A growing number of Americans are buying long-term care insurance. Long-term care is a form of protection against the potential of a financial disaster resulting from an injury or from a long, debilitating illness.

Key Points

Joseph Smith, MD, FAAFP, is a self-described believer in the importance of insurance. A partner in a 4-physican family practice in Hillsborough, New Jersey, Smith has about $1.5 million in life insurance policies between his practice and his family, as well as a disability policy.

Late in 2009, he added another one, when he and his wife, Fern, decided to buy a long-term care insurance policy. "We'd been thinking about it for a while, in terms of what we want to do and how we want our finances to be when I retire," he says. "We also saw it would be less expensive now than if we waited until later." (Both are in their mid-50s.)

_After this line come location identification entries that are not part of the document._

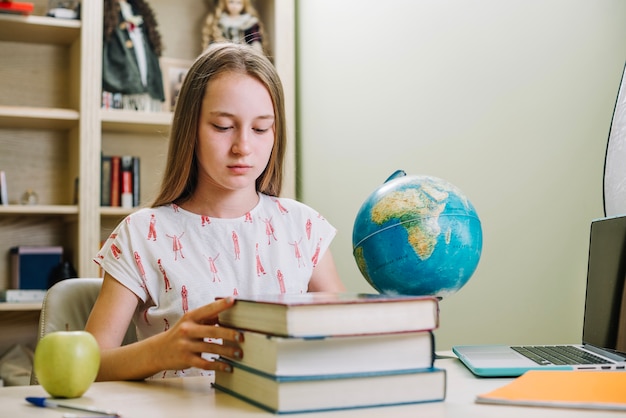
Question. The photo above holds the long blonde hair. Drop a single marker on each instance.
(180, 178)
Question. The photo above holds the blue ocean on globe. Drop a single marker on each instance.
(417, 235)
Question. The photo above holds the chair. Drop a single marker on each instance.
(66, 307)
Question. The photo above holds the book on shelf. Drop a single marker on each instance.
(4, 195)
(116, 171)
(293, 356)
(22, 295)
(579, 389)
(331, 392)
(32, 266)
(105, 180)
(331, 314)
(119, 179)
(126, 190)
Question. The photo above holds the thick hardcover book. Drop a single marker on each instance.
(4, 195)
(324, 314)
(31, 267)
(126, 198)
(136, 182)
(291, 356)
(116, 180)
(22, 295)
(322, 393)
(105, 181)
(584, 389)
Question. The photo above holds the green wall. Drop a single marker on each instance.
(509, 100)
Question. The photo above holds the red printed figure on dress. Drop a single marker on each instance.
(269, 230)
(213, 267)
(152, 228)
(236, 248)
(259, 266)
(281, 281)
(185, 300)
(177, 245)
(297, 253)
(166, 281)
(281, 208)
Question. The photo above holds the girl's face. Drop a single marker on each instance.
(235, 132)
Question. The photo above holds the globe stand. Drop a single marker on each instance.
(615, 160)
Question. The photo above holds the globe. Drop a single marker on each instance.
(417, 235)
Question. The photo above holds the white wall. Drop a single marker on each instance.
(509, 100)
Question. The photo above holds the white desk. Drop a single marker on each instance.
(193, 397)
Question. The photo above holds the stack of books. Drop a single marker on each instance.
(326, 351)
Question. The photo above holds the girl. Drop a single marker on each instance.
(216, 229)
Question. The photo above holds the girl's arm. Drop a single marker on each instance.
(178, 348)
(325, 277)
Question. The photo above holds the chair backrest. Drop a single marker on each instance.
(67, 306)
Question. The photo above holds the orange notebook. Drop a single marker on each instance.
(563, 389)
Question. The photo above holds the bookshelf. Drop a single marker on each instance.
(53, 131)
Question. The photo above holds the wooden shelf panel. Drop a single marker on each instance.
(38, 117)
(37, 210)
(22, 306)
(38, 29)
(136, 122)
(116, 211)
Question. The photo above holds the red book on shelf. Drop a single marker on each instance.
(116, 172)
(127, 181)
(16, 7)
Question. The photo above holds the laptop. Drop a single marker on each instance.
(604, 327)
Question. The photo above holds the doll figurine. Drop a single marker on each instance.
(131, 50)
(235, 21)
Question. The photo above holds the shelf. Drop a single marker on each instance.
(136, 122)
(22, 306)
(116, 211)
(37, 210)
(38, 118)
(38, 29)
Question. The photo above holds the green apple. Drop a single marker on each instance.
(66, 363)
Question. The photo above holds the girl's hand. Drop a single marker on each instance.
(182, 346)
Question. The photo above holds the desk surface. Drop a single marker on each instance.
(193, 397)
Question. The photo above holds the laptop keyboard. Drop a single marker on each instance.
(559, 354)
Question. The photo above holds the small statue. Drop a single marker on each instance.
(235, 21)
(131, 51)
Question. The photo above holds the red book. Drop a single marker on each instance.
(16, 7)
(127, 181)
(116, 171)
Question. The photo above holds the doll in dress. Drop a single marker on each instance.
(131, 51)
(235, 21)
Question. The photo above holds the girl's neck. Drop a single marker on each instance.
(226, 205)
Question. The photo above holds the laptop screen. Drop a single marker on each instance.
(605, 313)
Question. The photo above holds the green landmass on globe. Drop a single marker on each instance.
(417, 235)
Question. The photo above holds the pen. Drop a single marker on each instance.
(47, 403)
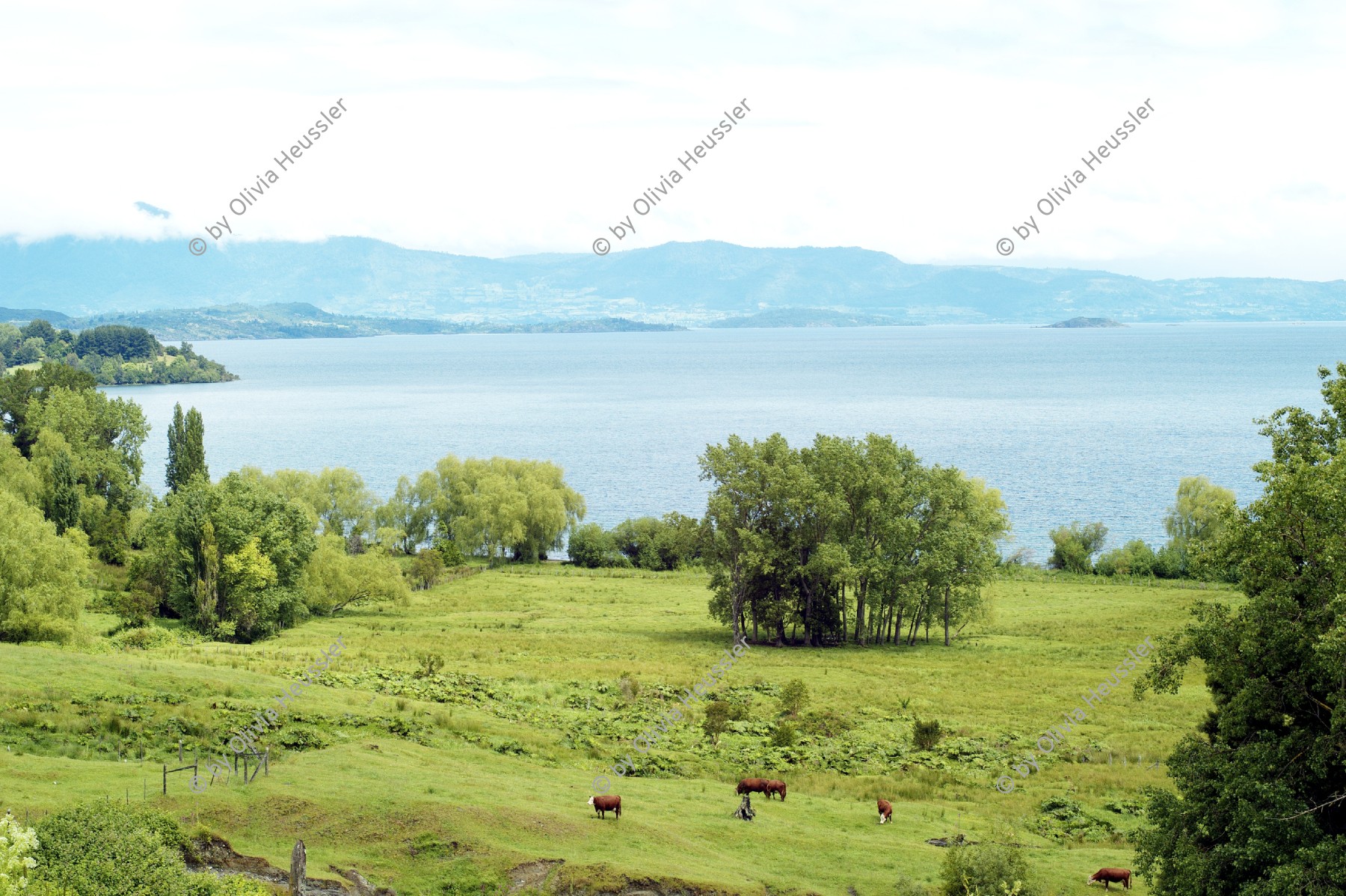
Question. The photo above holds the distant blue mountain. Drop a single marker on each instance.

MOST POLICIES SOLD THROUGH BROKERS

Matthew Grace, a financial adviser with Park Avenue Securities in Bethesda, Maryland, explains that there are several variables to a typical policy. First is the length of waiting period between the time of the first claim and when benefits actually begin, usually 30, 60, or 90 days. Second is the amount of the daily benefit, generally determined by the cost of nursing home or in-home care in a particular region.

Finally, there is the duration of the policy. Whereas insurance companies used to routinely write policies with lifetime benefits, the increasing number of claims in recent years has caused most companies to sell policies with limits on the number of years for which they will pay claims. In 2009, nearly half the policies sold were for either 3 or 4 years after the first claim is filed.